The counterargument is that productivity is not the only thing being optimized. If the tool reduces cognitive load on boring tasks and frees experienced developers to focus on the hard ones, the wall-clock time is the wrong metric. That's fair. But the enterprise procurement story being sold right now is not "this will reduce cognitive load." It is "this will make your engineers faster." The buyers signing seven-figure contracts are being told the output will scale with the headcount that adopts it, and that assumption is the one METR's data directly contradicts.
What Would Actually Change the Math
Three changes would close the gap between what multi-agent tools are and what enterprises are buying.
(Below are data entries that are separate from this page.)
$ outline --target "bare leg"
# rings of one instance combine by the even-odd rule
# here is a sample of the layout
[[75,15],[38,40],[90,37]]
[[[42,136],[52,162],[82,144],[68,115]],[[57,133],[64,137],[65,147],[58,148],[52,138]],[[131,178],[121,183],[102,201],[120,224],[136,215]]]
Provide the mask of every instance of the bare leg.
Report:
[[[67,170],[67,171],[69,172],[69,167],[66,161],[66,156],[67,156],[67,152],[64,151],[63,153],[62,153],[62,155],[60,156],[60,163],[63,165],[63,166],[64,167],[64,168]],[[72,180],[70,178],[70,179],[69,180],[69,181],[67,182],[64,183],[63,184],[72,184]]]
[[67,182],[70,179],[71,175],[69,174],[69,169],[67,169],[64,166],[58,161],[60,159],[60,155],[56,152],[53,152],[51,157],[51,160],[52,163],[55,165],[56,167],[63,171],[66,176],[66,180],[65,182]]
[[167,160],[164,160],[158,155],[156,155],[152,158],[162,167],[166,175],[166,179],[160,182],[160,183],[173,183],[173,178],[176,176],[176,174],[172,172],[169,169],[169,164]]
Per-agent scoped permissions, not inherited blanket sandboxes. The Okta identity crisis research I covered in AI Agents Are an Identity Crisis was already pointing this direction before Codex desktop shipped. The architectural fix is a per-agent identity with a scoped permission set, not a parent session that spawns children who inherit everything by default. OpenAI's subagent documentation acknowledges that custom agents can override sandbox settings individually. That capability needs to become the default, not the exception.
Action auditing that survives parallelism. Every click, keystroke, and tool call should be attributable to a specific agent instance with a specific task. The GitHub Agent HQ control plane I wrote about is the closest thing to this pattern in the market today, and it still lags the runtime by months. Security teams need to be able to answer "which agent ran which command in which session" without reverse-engineering the logs.
Cost visibility per agent, not per session. Subagents consume more tokens; that's in the docs. What's not in the docs is how to see that cost as it accrues, per agent, per task, with a hard stop before runaway recursion eats through a monthly budget. The YOLO-mode convenience trap that Sam Altman himself fell into inside OpenAI is now shipped as a default product configuration. The fix is not better marketing; it is a meter on the machine.
The multi-agent releases this week are not the wrong direction. They are the right direction shipped without the governance that should have accompanied them. OpenAI's own documentation tells you subagents consume more tokens and inherit sandboxes. CSA's data tells you half of enterprises have already watched AI agents exceed their permissions. METR's study tells you the productivity story is 39 points more optimistic than the reality. These are not opposing views. They are the same story from three angles.
The agents just got hands. The evidence says the operator still matters more than the tool, and the operator is a human who already believes the agent is faster than it is. That gap is where enterprise AI wins and loses in 2026.